As I have progressed in my use of the many tools Landry taught me, our sessions became less of a classroom environment and more of a "heart to heart". Although Landry still teaches me something new every time, our sessions build me up with determination and confidence. It's been during these "heart to heart" meetings that Landry has instilled in me one of my most valuable tools...to wonder. When I tell her about challenges I'm working on, at some point in our discussion she almost always says something like "I think you can just wonder why you are having those thoughts."  It's funny that such a little thing like "wondering" would become such a big step in my recovery.
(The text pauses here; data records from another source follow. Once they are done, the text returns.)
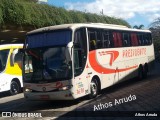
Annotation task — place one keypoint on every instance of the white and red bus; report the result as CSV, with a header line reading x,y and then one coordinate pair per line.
x,y
65,62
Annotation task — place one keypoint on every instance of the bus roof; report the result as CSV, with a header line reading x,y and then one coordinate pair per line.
x,y
11,45
91,25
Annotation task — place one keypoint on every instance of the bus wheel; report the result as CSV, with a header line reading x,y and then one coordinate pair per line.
x,y
14,88
140,73
93,89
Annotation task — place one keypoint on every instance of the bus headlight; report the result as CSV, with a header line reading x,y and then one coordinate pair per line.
x,y
27,90
66,87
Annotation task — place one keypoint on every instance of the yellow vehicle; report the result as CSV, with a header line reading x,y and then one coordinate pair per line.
x,y
10,68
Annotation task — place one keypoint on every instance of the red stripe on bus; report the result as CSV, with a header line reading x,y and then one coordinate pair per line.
x,y
100,69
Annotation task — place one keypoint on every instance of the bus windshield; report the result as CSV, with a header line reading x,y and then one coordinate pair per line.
x,y
46,64
3,59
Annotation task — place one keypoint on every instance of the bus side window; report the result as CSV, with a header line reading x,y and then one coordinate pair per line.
x,y
140,39
126,39
106,39
18,59
147,38
80,50
117,38
134,40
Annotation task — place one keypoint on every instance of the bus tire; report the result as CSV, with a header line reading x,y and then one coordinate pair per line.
x,y
15,88
93,88
140,73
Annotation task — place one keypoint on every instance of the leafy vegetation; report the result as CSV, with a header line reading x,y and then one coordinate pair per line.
x,y
29,13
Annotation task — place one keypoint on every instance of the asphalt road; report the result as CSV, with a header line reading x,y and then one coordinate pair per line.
x,y
122,100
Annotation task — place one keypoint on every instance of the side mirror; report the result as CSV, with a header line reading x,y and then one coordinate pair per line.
x,y
68,51
12,58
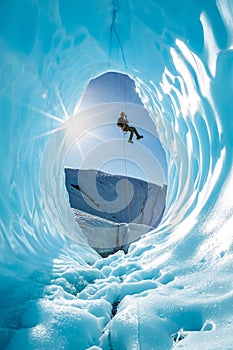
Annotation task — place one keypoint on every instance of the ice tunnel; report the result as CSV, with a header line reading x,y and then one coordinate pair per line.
x,y
174,287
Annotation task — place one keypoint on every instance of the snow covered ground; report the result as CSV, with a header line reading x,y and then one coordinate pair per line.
x,y
174,287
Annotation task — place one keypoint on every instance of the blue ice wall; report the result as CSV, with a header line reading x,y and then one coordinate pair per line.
x,y
180,55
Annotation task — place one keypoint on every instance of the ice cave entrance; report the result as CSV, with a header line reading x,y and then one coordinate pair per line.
x,y
117,190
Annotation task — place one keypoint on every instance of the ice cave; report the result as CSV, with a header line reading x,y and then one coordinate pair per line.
x,y
173,287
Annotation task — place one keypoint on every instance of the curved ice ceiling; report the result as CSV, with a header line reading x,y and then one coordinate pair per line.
x,y
180,56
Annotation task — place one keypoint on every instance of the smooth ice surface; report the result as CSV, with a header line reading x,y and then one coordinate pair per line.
x,y
174,287
113,210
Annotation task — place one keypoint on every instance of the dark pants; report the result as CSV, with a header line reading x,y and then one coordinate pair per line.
x,y
132,131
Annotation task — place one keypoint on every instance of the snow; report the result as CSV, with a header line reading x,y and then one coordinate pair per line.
x,y
173,289
112,216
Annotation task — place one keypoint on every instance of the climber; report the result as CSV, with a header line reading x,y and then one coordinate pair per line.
x,y
122,122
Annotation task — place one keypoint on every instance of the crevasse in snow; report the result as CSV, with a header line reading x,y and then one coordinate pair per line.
x,y
174,287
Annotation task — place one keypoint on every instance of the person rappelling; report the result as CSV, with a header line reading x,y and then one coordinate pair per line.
x,y
123,122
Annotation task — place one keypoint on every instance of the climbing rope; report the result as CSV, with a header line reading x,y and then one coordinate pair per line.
x,y
127,180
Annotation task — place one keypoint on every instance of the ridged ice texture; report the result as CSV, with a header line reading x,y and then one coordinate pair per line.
x,y
180,55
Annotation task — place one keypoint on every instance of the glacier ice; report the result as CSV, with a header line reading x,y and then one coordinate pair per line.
x,y
56,292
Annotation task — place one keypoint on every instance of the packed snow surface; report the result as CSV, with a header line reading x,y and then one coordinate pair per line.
x,y
116,220
174,287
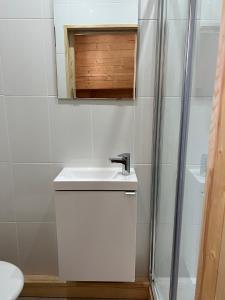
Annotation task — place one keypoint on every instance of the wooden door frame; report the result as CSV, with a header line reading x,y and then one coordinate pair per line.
x,y
211,268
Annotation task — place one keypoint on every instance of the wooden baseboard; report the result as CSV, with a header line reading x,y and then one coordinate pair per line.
x,y
50,286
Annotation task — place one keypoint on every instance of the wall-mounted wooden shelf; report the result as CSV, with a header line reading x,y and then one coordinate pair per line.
x,y
101,61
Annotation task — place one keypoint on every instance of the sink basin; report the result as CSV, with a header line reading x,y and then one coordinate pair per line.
x,y
101,179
Instead of getting all worked up and beating myself up over eating disordered thoughts, I've learned to think about why I'm thinking those thoughts without judging them or myself and then just letting them go. My thoughts are not me!  My thoughts do not mean I have to act on them. Usually I can figure out why I'm thinking those thoughts and then address that with a tool Landry taught me about. 

As I get ready to turn another page of the calendar, I proudly look back at my year with Landry.  I only see her once a month now.  However, I leave her office with renewed trust and faith in my ability to recover. Recover!  RECOVER!  I honestly never thought it was something attainable.  She's taught me "all I really need to know about recovery".  AND more importantly, she's taught me to have confidence in myself.  Thank you Landry.